Leppert M, Kolakofsky D
J Virol. 1980 Sep;35(3):704-9. doi: 10.1128/JVI.35.3.704-709.1980.
Vesicular stomatitis virus-infected cells contain short RNA transcripts, called leader RNAs, which are coded by the exact 3' end of both the minus-strand and plus-strand nucleocapsid templates. The molar amounts of both the plus-strand leader RNA (which is templated from the minus-strand genome) and the minus-strand leader RNA (which is templated from the plus-strand antigenome) were determined both in standard-virus- and mixed-virus-infected cells by using end-labeled genome probes. The results demonstrate that the presence of defective interfering particles in the infecting virus stock decreases the amount of plus-strand leader RNA but increases the amount of minus-strand leader RNA found in the infected cells. In addition, considerably more minus-strand leader RNA per mole of nucleocapsid template is synthesized in mixed-virus-infected cells than plus-strand leader RNA per mole of nucleocapsid template in both standard-virus- and mixed-virus-infected cells.

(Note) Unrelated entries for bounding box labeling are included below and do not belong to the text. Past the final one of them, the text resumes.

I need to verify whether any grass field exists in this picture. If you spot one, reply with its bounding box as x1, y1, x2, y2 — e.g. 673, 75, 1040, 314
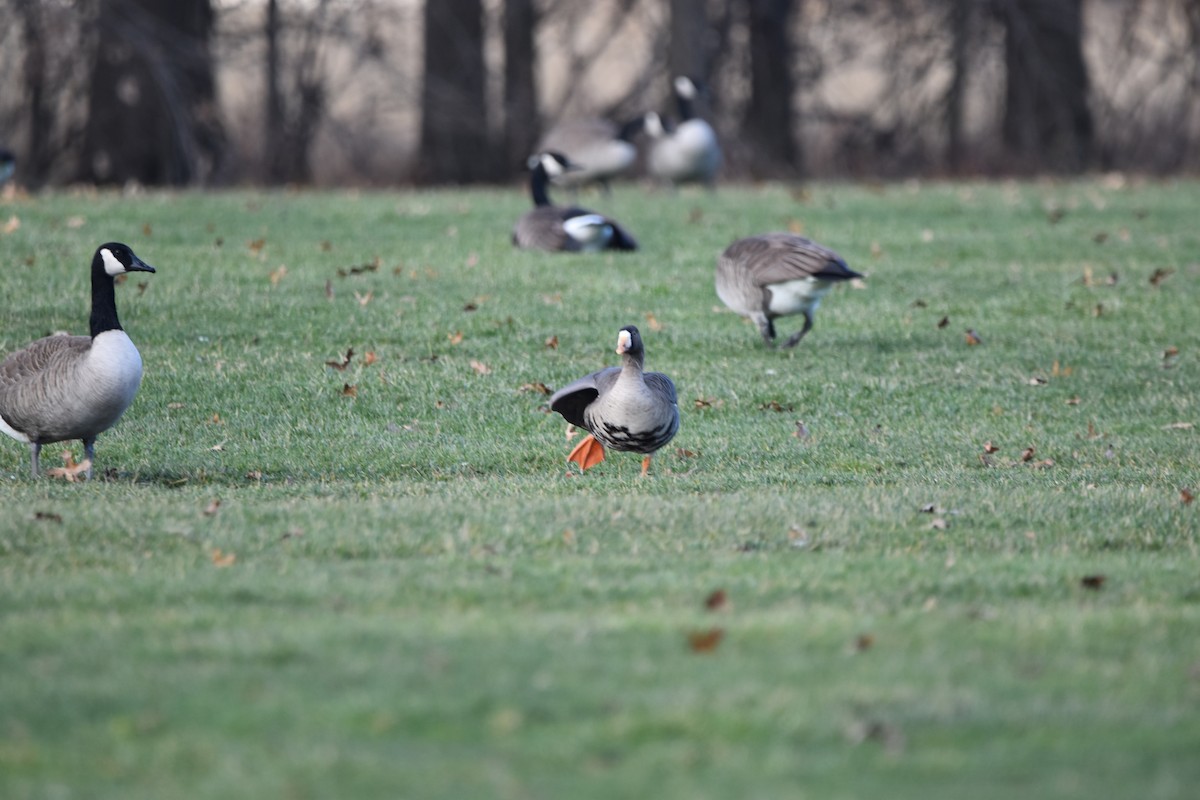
0, 179, 1200, 800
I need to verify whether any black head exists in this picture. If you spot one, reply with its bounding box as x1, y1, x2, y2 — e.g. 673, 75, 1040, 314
617, 325, 646, 357
91, 241, 155, 278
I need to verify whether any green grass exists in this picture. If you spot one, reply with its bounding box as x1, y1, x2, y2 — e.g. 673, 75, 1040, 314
0, 180, 1200, 800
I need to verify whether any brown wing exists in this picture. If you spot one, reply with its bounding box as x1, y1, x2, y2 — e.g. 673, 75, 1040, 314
725, 234, 862, 287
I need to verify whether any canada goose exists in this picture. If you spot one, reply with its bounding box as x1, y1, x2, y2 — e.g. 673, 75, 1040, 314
512, 152, 637, 253
0, 148, 17, 186
0, 242, 155, 479
716, 234, 863, 348
550, 325, 679, 475
538, 116, 643, 192
643, 76, 721, 188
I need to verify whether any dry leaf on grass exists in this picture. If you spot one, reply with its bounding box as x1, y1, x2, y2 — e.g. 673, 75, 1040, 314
209, 547, 238, 567
325, 348, 354, 372
688, 627, 725, 652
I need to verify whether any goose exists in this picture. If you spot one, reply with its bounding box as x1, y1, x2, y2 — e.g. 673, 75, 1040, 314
716, 233, 863, 348
0, 148, 17, 186
0, 242, 155, 479
550, 325, 679, 476
538, 116, 643, 192
512, 151, 637, 253
643, 76, 721, 188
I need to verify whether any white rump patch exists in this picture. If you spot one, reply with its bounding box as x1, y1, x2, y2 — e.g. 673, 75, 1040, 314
0, 416, 29, 445
767, 278, 833, 317
563, 213, 612, 251
100, 247, 125, 277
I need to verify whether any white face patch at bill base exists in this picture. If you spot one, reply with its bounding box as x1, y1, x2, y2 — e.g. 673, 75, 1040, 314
541, 156, 563, 178
617, 331, 634, 354
100, 247, 125, 277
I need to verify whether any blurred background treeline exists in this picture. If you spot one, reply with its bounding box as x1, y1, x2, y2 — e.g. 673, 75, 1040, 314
0, 0, 1200, 187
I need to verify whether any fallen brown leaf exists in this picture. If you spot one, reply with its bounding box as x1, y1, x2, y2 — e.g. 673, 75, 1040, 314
325, 348, 354, 372
688, 627, 725, 652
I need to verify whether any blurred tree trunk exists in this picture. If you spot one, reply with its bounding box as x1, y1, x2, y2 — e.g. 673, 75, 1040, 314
415, 0, 492, 184
79, 0, 223, 185
997, 0, 1094, 172
743, 0, 799, 172
17, 2, 54, 186
263, 0, 330, 184
503, 0, 541, 172
667, 0, 712, 84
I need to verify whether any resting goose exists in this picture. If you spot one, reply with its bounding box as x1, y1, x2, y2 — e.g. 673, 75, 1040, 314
550, 325, 679, 476
538, 116, 643, 192
643, 76, 721, 188
716, 234, 863, 348
0, 242, 155, 479
512, 151, 637, 253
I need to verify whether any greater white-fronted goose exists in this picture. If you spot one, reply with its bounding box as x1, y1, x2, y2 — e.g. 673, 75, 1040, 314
716, 233, 863, 348
550, 325, 679, 475
643, 76, 721, 188
538, 116, 643, 192
512, 152, 637, 253
0, 242, 155, 477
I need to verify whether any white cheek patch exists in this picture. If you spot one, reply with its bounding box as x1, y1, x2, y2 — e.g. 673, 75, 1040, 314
100, 247, 125, 276
541, 156, 563, 178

水泡性口炎病毒感染的细胞含有短RNA转录本,称为前导RNA,它们由负链和正链核衣壳模板的精确3'端编码。通过使用末端标记的基因组探针,在标准病毒感染和混合病毒感染的细胞中测定了正链前导RNA(以负链基因组为模板)和负链前导RNA(以正链反基因组为模板)的摩尔量。结果表明,感染病毒悬液中存在缺陷干扰颗粒会减少感染细胞中正链前导RNA的量,但会增加负链前导RNA的量。此外,在混合病毒感染的细胞中,每摩尔核衣壳模板合成的负链前导RNA比标准病毒感染和混合病毒感染的细胞中每摩尔核衣壳模板合成的正链前导RNA要多得多。